Title IX interpretation under fire
Gender and equality in education has been a topic of constant debate since the passing of Title IX of the Educational Amendments into a law in 1972. The purpose of Title IX is to protect people from discrimination based on sex in education programs or activities that receive federal financial assistance. Protecting gender equality in educational activities such as athletics had become the source of much controversy over the past 30 years.

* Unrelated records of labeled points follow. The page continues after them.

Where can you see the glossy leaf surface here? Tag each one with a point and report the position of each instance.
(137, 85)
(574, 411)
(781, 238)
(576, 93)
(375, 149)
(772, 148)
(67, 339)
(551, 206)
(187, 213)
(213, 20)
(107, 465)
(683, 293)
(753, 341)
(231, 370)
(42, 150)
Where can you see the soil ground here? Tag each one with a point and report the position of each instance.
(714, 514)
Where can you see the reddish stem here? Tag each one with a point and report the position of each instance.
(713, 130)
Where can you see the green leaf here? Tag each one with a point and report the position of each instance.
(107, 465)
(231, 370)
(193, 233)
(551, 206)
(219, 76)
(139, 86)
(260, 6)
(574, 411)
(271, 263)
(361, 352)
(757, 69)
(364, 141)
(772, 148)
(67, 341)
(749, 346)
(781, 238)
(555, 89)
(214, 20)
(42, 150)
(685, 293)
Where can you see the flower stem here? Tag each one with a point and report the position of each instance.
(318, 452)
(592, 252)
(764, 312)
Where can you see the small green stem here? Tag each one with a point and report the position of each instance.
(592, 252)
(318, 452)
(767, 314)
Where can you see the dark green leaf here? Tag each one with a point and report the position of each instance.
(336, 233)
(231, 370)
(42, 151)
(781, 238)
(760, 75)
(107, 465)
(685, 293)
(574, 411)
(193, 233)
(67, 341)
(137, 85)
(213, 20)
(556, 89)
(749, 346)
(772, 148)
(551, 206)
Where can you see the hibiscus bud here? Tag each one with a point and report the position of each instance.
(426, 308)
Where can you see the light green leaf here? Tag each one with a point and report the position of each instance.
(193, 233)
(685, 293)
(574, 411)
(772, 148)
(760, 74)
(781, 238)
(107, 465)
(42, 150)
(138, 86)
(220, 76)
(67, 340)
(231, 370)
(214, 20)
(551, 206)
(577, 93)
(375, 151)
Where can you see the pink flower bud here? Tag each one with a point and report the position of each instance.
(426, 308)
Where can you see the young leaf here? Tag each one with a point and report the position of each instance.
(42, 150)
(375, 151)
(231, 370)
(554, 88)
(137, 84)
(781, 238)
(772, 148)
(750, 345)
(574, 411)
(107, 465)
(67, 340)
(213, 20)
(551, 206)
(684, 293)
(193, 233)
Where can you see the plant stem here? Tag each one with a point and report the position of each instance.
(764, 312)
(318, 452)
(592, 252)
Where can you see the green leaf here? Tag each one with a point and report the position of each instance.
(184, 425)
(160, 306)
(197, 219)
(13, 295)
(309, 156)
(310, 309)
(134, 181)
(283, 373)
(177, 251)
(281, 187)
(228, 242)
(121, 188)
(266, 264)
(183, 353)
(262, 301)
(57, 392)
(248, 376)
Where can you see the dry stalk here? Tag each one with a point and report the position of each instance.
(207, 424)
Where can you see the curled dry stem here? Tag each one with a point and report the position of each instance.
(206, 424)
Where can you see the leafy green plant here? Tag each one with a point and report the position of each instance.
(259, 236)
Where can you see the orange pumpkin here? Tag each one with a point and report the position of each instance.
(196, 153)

The way in which educational institutions have incorporated Title IX into programs, especially athletic, have been a major area of debate. By the rules of Title IX, athletic programs receiving funding from the government must follow three guidelines in order to comply with Title IX. The three guidelines are:
Whether the institution provides opportunities for participation in intercollegiate sports for male and female students in numbers that are substantially proportionate to their respective enrollments; or
Whether the institution can show a history and continuing practice of program expansion that is demonstrably responsive to the developing interests and abilities of the members of the sex that is underrepresented among intercollegiate athletes; or
Whether the institution can show that the interests and abilities of the members of that sex have been fully and effectively accommodated by the present program.
The guidelines have caused tension in athletic programs due to the "proportionality" clause. Many colleges and universities, in order to comply with the "proportionality" rule have had to cut male athletic programs. Because of the consequences of dropping all-male programs, lawsuits have been appearing in courtrooms around the nation, most recently in a January 2002 lawsuit filed by the National Wrestling Coaches Association.
Lawsuits have forced the 15-person commission to review the language of Title IX and make possible recommendations of interpreting Title IX rule.
The most recent meeting was held held in Washington D.C. on January 30. Early speculations have concluded the committee will release a report at the end of February stating for the Office of Civil Rights at the Department of Education to enforce Title IX less rigorously.
As for how the report on Title IX will come to affect athletics and other activities at Bowdoin is unclear. The outcome of budget negotiations happening at Bowdoin will consequently have effects to activities applicable to Title IX. Director of Athletics, Jeff Ward has declined comment on the issue at this time.